Protecting Rare Disease Drugs

 

If you or your child have a rare disease, the chances of getting newly developed medicine to treat it just got better. This is one of the less-discussed benefits of the Big Beautiful Bill (BBB) just passed by Congress and signed into law by President Trump.

The BBB reverses the damage done by President Biden’s Inflation Reduction Act (IRA) that was woefully misnamed. The Editorial Board of The Wall Street Journal tells us the IRA was a woeful bill in countless ways, but the worst is its Medicare drug price controls. The early damage has been less investment in so-called orphan drugs for rare diseases. Because the pool of patients is small, manufacturers have to set higher prices to recoup their investment. This makes them an attractive target for Medicare bureaucrats.

The IRA price controls exempted orphan drugs, but only if they are approved for a single indication. They lose their exemption if they are used to treat more than one rare disease, though many diseases share an underlying pathology such as a gene mutation. Of the 280 orphan drugs approved between 2003 and 2022, 63 were approved later for another indication.

The law has discouraged companies from studying orphan drugs for multiple rare diseases. Some face a Hobson’s choice. If an experimental medicine works for two rare diseases, companies might have to jettison one use lest their drug become subject to price controls and return on its investment collapse.

Several orphan drug makers have canceled studies for follow-on indications since the IRA controls took effect. A recent analysis by the National Pharmaceutical Council found that the share of orphan drugs that received a second orphan drug designation fell by nearly half after the law passed—to 6.3% from 12.1% pre-IRA. This is a disincentive to finding new uses for existing drugs.

Republicans addressed this problem in the BBB by adding a provision to their tax bill that would ensure orphan drugs remain exempt from the price controls even if they are repurposed for other rare diseases. Many Democrats have signed onto similar legislation, though it’s telling that the left’s price-control crowd is now screaming about the provision’s $5 billion budget cost.
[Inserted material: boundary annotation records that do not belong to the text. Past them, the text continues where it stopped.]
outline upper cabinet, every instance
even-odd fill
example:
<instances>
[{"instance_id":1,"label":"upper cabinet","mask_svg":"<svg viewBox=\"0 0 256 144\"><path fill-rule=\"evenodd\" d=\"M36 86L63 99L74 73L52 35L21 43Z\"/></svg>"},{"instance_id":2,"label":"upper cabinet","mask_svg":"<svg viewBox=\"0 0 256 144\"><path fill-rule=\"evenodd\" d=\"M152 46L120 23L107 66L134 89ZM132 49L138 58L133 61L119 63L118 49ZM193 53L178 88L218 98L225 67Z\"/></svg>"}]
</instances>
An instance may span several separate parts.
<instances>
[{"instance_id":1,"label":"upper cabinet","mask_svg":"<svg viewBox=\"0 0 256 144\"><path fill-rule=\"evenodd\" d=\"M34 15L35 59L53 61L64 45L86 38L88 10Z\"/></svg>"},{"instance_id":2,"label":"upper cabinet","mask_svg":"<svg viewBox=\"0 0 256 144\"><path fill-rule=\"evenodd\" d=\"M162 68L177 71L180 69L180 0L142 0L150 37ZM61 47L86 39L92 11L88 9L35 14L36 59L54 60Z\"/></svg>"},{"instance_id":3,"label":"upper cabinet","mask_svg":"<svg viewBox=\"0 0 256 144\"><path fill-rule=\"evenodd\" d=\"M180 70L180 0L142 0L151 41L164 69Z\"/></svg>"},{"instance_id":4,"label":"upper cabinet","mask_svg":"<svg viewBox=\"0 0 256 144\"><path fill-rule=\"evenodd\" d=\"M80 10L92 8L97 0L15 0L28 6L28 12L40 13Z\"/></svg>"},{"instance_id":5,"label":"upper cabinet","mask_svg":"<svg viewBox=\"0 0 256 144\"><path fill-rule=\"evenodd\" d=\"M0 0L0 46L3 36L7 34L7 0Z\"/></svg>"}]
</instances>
Progressives say expanding the orphan drug exemption will encourage Congress to make more tweaks that erode the price controls. Let us hope so. The orphan drug is a microcosm of the IRA’s disincentives to innovate. America has always been the leading country for new drug innovations and should remain so. Patients with rare diseases were an important voice in helping rouse political support for the orphan drug fix. Their success will improve and lengthen countless lives.

Most of the talk about the BBB will focus on the tax law changes and who benefits most. Democrats will try to convince you that only the rich will benefit although I doubt the rich care about no taxes on tips, no taxes on overtime, and reduced taxes on social security – all provisions of the new law which will benefit low income Americans. But you won’t hear about removing disincentives to new drug innovations – which will benefit everyone since disease is no respecter of incomes.